A menos de cinco quilómetros da sede comunal do Cuale, está localizada a conhecida mesa da rainha Njinga Mbande. Conta-se que, depois da sua expedição pelo reino, a soberana repousava no local à sombra de uma árvore denominada “nday”, que existe até aos dias de hoje.  Tal como no Pungu-a-Ndongo, em Cacuso, na meseta da rainha Njinga no Cuale, situada ao alto de um monte, ficaram gravadas numa pedra as marcas da sua pegada e do cajado, do cão e da galinha que a acompanhavam.
 O soba Ngotoloka, que falou à reportagem do Jornal de Angola, explicou que a pedra onde ficaram cravados outros sinais terá sido removida e levada do local por um comerciante português, de nome Matos.
 Ninguém sabe até hoje, para onde o comerciante português terá levado a pedra onde estão cravados os sinais deixados por Njinga Mbande, que, depois de ter observado descanso na conhecida mesa da rainda, partiu para a região do Muculo Angola, em Marimba, onde foi sepultada.
O administrador comunal do Cuale disse que têm surgido algumas pessoas interessadas em investir naquele local turístico, mas tudo não passa de simples intenções.
“Já recebemos aqui alguns empresários e tivemos o cuidado de levá-los até a essa localidade e eles deram garantias de tudo fazerem para reabilitar as vias e permitir que os turistas desfrutem daquele local histórico”,  disse o administrador. Para ele, o tempo é o único mestre para indicar o caminho aos homens com capital e interesse.
O administrador comunal prevê que, a acontecerem tais investimentos, Cuale se torne, em breve, um destino obrigatório para muitos turistas nacionais e estrangeiros, para quem a região tem muitos pontos de referência.
 “Estamos bem servidos pela estrada, que foi reabilitada e os turistas podem vir e desfrutar”, disse.
 No bairro Ngotoloka, encontrámos a octogenária Domingas Muondo. Mesmo com algumas dificuldades para pronunciar algumas palavras, disse que o local era bastante concorrido no tempo colonial.
 Desmente a existência de grandes mistérios, mas refere que o capim à volta do espaço não cresce acima dos 20 centímetros de altura. Quando se coloca fogo no local, o capim arde como se alguém lhe tivesse despejado gasolina.
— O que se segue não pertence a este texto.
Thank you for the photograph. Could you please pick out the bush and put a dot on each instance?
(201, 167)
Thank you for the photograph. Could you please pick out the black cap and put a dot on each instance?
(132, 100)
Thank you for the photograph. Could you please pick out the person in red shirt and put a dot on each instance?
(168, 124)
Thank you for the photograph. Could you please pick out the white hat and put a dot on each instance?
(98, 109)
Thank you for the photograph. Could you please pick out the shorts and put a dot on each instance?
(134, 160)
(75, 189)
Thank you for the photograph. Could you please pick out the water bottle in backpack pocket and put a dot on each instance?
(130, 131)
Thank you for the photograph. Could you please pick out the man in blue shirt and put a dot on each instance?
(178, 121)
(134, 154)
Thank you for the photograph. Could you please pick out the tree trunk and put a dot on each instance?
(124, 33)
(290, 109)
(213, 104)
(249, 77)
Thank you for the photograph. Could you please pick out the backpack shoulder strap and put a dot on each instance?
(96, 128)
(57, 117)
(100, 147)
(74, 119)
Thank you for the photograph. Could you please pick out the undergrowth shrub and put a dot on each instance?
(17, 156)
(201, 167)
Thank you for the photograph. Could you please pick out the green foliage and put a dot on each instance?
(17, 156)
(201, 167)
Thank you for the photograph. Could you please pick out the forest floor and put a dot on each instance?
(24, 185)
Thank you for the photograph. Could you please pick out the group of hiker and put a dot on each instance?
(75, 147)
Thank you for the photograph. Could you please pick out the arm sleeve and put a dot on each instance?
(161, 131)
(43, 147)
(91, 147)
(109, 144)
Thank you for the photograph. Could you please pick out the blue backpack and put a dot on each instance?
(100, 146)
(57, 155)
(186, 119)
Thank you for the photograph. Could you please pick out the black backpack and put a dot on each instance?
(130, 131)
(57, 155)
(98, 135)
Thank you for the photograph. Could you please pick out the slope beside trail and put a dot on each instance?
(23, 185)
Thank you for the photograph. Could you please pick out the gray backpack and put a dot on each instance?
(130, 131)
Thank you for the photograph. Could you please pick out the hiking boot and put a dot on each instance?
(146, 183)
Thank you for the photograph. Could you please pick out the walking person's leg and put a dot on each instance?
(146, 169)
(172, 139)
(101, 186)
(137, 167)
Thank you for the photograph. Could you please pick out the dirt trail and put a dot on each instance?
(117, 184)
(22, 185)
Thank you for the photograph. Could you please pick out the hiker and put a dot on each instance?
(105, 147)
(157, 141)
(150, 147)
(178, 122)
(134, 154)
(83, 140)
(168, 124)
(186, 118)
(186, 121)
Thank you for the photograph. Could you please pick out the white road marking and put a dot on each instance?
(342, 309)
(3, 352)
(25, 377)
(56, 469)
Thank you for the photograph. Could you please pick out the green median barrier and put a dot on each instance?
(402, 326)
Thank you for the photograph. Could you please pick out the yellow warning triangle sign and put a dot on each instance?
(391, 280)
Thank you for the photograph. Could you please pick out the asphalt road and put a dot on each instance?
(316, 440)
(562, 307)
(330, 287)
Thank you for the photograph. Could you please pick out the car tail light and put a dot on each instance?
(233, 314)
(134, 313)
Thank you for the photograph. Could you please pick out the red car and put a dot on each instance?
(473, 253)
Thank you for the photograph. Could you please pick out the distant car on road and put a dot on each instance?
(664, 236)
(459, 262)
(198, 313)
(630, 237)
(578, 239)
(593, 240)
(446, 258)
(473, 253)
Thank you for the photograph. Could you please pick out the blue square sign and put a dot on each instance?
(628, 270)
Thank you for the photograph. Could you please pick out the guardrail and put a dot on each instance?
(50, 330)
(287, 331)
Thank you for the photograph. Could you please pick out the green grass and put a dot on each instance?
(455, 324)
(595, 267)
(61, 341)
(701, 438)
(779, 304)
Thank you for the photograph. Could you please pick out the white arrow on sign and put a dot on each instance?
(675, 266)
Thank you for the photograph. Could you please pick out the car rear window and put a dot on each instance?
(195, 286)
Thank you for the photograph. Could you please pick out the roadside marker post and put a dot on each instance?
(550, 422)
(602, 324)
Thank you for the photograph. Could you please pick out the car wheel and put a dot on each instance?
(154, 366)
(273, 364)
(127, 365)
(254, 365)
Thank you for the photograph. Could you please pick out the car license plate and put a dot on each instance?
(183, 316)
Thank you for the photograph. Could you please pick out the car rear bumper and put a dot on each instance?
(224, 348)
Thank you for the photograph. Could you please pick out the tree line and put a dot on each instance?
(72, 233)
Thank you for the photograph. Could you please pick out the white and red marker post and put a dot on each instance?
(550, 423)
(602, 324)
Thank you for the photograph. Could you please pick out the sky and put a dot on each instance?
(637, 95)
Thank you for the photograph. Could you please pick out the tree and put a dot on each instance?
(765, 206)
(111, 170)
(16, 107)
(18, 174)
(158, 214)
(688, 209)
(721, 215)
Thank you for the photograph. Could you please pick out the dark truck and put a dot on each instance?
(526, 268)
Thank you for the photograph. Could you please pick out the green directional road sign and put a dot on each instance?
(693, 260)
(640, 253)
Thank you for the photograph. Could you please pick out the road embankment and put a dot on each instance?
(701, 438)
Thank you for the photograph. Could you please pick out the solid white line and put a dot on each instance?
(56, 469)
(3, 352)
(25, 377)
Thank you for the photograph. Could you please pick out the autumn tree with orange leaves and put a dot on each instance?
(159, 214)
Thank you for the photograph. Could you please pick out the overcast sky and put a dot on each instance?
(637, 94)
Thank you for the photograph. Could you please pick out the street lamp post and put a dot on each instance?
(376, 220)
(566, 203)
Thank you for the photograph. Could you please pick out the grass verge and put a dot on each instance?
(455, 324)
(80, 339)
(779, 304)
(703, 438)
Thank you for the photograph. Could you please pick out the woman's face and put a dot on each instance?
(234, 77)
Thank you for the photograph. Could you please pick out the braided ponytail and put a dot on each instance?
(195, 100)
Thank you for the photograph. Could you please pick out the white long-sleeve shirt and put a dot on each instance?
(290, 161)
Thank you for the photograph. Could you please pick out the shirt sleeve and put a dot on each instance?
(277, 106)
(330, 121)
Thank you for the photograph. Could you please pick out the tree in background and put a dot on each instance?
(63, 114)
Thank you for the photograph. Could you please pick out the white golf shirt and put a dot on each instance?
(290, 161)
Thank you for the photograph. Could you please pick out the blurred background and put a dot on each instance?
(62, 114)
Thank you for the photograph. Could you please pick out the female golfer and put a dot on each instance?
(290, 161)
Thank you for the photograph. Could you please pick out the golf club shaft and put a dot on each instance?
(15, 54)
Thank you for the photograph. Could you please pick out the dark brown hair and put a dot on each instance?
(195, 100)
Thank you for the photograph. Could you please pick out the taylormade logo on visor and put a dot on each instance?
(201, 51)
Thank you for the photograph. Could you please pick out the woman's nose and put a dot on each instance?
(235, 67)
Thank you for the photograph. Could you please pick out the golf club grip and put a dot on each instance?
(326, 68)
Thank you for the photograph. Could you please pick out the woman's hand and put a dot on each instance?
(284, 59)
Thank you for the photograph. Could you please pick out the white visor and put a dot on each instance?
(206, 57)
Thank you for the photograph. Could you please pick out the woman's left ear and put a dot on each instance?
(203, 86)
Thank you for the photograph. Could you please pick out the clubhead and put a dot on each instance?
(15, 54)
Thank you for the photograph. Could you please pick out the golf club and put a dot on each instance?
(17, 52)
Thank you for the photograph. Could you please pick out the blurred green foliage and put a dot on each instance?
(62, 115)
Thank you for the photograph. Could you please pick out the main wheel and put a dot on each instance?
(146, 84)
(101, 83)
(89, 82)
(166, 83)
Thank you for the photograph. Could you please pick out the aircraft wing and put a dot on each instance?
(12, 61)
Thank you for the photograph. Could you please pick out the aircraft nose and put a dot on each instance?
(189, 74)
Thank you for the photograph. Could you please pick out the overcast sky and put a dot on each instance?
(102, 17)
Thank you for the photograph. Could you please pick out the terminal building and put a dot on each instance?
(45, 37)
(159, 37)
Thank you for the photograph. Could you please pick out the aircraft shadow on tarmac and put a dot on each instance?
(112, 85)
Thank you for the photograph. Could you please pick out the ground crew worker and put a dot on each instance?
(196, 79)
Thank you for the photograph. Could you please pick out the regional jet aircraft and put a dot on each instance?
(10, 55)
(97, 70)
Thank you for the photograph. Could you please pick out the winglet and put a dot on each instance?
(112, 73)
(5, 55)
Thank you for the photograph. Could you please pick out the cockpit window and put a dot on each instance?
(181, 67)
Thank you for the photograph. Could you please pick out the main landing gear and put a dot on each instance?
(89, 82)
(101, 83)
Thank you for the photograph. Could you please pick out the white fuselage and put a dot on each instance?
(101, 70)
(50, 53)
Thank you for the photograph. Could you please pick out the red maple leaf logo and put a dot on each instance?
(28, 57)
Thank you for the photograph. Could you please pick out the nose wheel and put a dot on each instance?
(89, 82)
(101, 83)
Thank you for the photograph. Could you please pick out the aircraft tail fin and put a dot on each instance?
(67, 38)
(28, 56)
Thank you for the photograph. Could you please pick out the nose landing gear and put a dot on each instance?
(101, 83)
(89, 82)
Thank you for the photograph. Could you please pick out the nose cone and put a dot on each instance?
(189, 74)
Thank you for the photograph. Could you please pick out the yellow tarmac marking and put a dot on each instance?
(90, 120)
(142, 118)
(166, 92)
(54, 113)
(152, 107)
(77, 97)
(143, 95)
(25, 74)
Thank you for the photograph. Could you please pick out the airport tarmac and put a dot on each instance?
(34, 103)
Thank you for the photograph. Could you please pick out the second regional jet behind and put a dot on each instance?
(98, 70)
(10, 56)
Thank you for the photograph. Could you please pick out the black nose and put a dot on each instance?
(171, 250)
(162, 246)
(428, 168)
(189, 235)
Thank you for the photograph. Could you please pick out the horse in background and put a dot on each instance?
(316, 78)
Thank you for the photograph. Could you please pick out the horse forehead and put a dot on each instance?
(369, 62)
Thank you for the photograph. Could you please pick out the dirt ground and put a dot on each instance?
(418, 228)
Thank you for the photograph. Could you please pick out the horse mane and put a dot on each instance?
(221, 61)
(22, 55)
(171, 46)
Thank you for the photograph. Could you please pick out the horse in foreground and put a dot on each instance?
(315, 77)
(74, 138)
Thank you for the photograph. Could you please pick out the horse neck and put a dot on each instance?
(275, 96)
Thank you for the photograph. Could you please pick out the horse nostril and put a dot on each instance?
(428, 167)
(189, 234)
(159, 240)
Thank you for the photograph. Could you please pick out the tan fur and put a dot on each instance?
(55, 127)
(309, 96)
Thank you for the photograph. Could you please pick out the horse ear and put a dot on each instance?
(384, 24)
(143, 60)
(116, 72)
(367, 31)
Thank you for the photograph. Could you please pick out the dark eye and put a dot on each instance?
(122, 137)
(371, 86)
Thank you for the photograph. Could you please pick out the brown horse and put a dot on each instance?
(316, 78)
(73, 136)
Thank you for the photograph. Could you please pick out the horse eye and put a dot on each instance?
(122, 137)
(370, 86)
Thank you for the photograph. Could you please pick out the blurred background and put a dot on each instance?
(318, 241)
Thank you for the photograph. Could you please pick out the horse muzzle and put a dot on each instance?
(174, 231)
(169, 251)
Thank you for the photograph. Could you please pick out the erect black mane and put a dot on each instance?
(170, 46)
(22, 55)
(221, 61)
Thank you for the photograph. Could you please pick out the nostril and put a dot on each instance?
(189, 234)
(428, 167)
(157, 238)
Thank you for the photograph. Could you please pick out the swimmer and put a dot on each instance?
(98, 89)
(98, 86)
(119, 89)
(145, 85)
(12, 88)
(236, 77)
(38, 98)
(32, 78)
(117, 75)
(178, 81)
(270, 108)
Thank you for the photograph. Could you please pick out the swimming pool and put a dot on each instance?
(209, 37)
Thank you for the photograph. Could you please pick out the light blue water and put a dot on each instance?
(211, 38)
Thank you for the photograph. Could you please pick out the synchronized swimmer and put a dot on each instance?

 O soba Ngotoloka, 56 anos, que ocupa o trono deixado por um tio da sua linhagem, lamentou o estado da via que dá acesso ao bairro com o seu nome.
 Dali à mesa da rainha são pouco mais de cinco quilómetros, mas a via não apresenta boas condições para circular, porque há mais de quatro anos que não é limpa.
 O chefe tradicional soba Ngotoloka refere que o local ganha frequência com a limpeza e reabilitação do caminho.
Além da conhecida mesa da rainha Njinga Mbande, a comuna dispõe ainda das quedas do rio Cuale, a três quilómetros da sede, afirmou, a autoridade tradicional.